In his letter of resignation, Bloem said that the stabilizing and strengthening of the Medical Center was one of the primary goals of his tenure.

Bloem said in his letter, “One of my primary responsibilities was to forge a long-term strategic alliance with another health care institution that would help secure the financial health and institutional viability of the Medical Center.”

He said that the letter of commitment between MedStar and Georgetown “lays the foundation ” for a more solid Medical Center. With this foundation in place, this is a good time for him “to pursue new professional challenges,” he wrote.

Bloem has not announced his plans for the future.

In a letter to Medical Center faculty, University President Leo J. O’Donovan, S.J., said that negotiations with MedStar could not have been reached without Bloem’s “leadership and commitment.”

Paul Donovan, Medical Center spokesman, said that Bloem’s resignation did not come as a surprise, because “his objective was to set up a partnership.”

Donovan said that if the MedStar partnership is finalized, there will be a distinction between the clinical operations of the edical Center and the research and academic operations. The clinical operations will be handled by MedStar Health and the research and academic aspects will remain under the direction of the Medical Center faculty.

Sam Wiesel, the Medical Center’s executive vice president for health sciences, also wrote a letter to Medical Center faculty. In it, he thanked Bloem for his dedication and accomplishments.

Over the last two years, the Medical Center has seen record levels of fundraising. Over Bloem’s tenure, biomedical research grants increased, totaling around $100 million a year. Bloem has also worked to pass funding through various governmental agencies while at Georgetown. Donovan said that the Medical Center received funding for projects including neuroscience and Gulf War Syndrome research through the congressional appropriations process.

Wiesel said that he, O’Donovan and the board of directors have decided not to fill the CEO position. Instead, he will manage the Medical Center with the assistance of Paul Katz, the chief operating officer.

Katz has been instrumental in the design and institution of a performance improvement plan, which aims to increase revenue while controlling costs, said Wiesel.

The continued implementation and management of this plan will be a chief responsibility of the Medical Center’s new leadership team.

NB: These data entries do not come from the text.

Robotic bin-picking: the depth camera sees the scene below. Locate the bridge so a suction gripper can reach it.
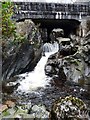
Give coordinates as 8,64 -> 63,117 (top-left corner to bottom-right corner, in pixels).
13,2 -> 90,41
13,2 -> 90,20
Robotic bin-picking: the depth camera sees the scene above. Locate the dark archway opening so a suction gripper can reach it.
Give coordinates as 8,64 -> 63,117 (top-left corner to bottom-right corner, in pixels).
32,19 -> 80,42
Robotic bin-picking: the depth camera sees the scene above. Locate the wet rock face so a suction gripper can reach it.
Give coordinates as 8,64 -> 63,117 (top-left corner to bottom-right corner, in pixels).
2,20 -> 41,80
50,96 -> 89,120
50,28 -> 64,42
45,32 -> 90,89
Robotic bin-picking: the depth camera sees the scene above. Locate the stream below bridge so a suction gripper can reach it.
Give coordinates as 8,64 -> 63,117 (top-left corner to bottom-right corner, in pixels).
3,42 -> 90,110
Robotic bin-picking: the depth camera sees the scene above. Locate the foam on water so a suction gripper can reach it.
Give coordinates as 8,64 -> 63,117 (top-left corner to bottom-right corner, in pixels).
17,42 -> 59,92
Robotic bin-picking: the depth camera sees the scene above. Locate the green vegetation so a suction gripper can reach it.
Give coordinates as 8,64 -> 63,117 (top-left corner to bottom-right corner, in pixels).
2,2 -> 16,38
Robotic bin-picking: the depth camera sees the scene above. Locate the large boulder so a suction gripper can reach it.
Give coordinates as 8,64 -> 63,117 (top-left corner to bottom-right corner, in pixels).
45,33 -> 90,89
50,28 -> 64,42
2,20 -> 42,80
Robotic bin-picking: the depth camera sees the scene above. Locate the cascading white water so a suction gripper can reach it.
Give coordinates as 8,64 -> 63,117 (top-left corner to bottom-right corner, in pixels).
17,42 -> 59,92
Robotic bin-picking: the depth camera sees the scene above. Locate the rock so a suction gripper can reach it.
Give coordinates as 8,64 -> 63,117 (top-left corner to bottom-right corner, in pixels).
0,104 -> 8,113
5,100 -> 15,107
50,28 -> 64,42
30,105 -> 49,119
50,96 -> 90,120
56,37 -> 70,45
2,20 -> 42,80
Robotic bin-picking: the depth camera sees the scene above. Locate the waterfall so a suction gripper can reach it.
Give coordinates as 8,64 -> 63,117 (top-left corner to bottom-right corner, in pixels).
17,42 -> 59,93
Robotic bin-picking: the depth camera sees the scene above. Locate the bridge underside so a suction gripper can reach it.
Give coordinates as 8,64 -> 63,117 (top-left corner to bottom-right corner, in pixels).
32,19 -> 80,41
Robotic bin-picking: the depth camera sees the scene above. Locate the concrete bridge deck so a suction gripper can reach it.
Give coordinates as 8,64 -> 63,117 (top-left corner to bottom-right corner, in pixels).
13,2 -> 90,20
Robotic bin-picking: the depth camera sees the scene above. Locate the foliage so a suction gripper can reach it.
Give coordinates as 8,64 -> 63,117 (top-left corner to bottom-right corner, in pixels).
2,1 -> 16,38
87,20 -> 90,32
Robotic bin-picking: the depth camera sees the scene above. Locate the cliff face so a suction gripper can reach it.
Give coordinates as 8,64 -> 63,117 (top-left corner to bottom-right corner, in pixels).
2,20 -> 41,80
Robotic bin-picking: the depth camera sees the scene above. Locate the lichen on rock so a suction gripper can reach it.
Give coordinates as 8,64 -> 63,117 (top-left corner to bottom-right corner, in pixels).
50,96 -> 89,120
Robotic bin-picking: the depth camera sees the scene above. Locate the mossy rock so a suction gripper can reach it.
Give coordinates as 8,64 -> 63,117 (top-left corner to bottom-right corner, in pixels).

The plan sets performance goals, establishes accountability among faculty and improves billing and collection procedures. The relations between the Medical Center and managed care companies and staff recruitment and retention are another goal, Wiesel said. Finally, the plan calls for a focus on improving information systems at the Medical Center, with a particular emphasis on the Year 2000 problem.

A team from PricewaterhouseCoopers and Medical Center managers are assisting with the plan, Wiesel said.

Wiesel said that he and Katz are responsible for reporting progress to a special committee of Board members on a biweekly basis.

Wiesel also said that the Medical Center leadership will focus on the negotiations with MedStar over the next few months. He said that the “signing of the letter of commitment is reason for optimism. It demonstrates that we … are moving in the right direction.”